WFP Executive Director, David Beasley, said: “Year after year, floods devastate Bangladesh. The waters not only swallow up homes and lives but with them progress and hope for the Bangladeshi people. I cannot stress enough how important it is to equip communities to prepare and protect themselves against such disasters. As well as saving lives by supporting people in emergencies, we’re also changing lives by intervening before the crisis hits to set families on the road to greater resilience.”
Executive Director of UNFPA, the United Nations Population Fund, Natalia Kanem said: “Taking anticipatory action is a win-win for all. UNFPA is proud to be part of this effort, supporting sexual and reproductive health and protection of women and girls and the transgender community. These services and supplies are essential to promote human rights, dignity and gender equality. We thank our implementing partners, and all donors that contribute to CERF, as we work together to leave no one behind.”
The Representative to Bangladesh, the United Nations Food and Agriculture Organization, Robert Simpson, said: “Preventing and mitigating disaster impacts is critical in safeguarding agricultural livelihoods and food security.
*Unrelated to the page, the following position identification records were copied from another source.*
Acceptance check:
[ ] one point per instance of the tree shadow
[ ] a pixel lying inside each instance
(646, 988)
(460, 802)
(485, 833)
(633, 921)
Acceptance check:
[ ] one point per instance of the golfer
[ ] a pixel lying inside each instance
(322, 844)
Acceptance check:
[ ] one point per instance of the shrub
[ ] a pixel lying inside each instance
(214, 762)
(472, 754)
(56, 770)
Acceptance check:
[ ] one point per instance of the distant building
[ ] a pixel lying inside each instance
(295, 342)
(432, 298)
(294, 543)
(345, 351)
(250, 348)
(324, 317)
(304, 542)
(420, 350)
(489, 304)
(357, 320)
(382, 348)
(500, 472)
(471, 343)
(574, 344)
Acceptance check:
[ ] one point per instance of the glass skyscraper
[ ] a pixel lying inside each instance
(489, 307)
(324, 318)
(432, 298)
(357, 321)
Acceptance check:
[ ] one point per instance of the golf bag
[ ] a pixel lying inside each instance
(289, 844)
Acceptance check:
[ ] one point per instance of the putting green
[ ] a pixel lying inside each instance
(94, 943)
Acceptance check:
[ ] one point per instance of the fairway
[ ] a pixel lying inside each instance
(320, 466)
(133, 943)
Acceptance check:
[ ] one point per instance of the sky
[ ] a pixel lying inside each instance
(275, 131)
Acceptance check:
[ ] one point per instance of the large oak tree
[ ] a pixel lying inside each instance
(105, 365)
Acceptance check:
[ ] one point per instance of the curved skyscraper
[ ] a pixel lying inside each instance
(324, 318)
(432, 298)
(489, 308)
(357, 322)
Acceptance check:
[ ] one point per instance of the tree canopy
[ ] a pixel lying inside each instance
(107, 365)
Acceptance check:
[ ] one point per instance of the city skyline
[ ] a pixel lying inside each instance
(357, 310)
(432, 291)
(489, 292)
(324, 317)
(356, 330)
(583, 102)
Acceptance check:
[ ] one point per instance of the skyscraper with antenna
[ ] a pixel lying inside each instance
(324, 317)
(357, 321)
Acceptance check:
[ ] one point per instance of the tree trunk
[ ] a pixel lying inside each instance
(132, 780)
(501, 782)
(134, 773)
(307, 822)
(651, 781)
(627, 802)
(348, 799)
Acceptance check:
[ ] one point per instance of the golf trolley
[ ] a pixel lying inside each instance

By protecting people's hard-to-replace productive assets from being washed away or damaged beyond use, we are reducing distress migration, helping vulnerable families avoid being forced into negative coping strategies – and recover more rapidly – all while building their resilience to future shocks.”
This work is one example of one of many ways the humanitarian community can adapt to the “new normal” of a COVID-19 operating environment by giving even greater support to localized response and use of predictive analytics. More often than not, communities themselves are the first responders and know their needs the best – this anticipatory approach empowers people to help themselves and each other.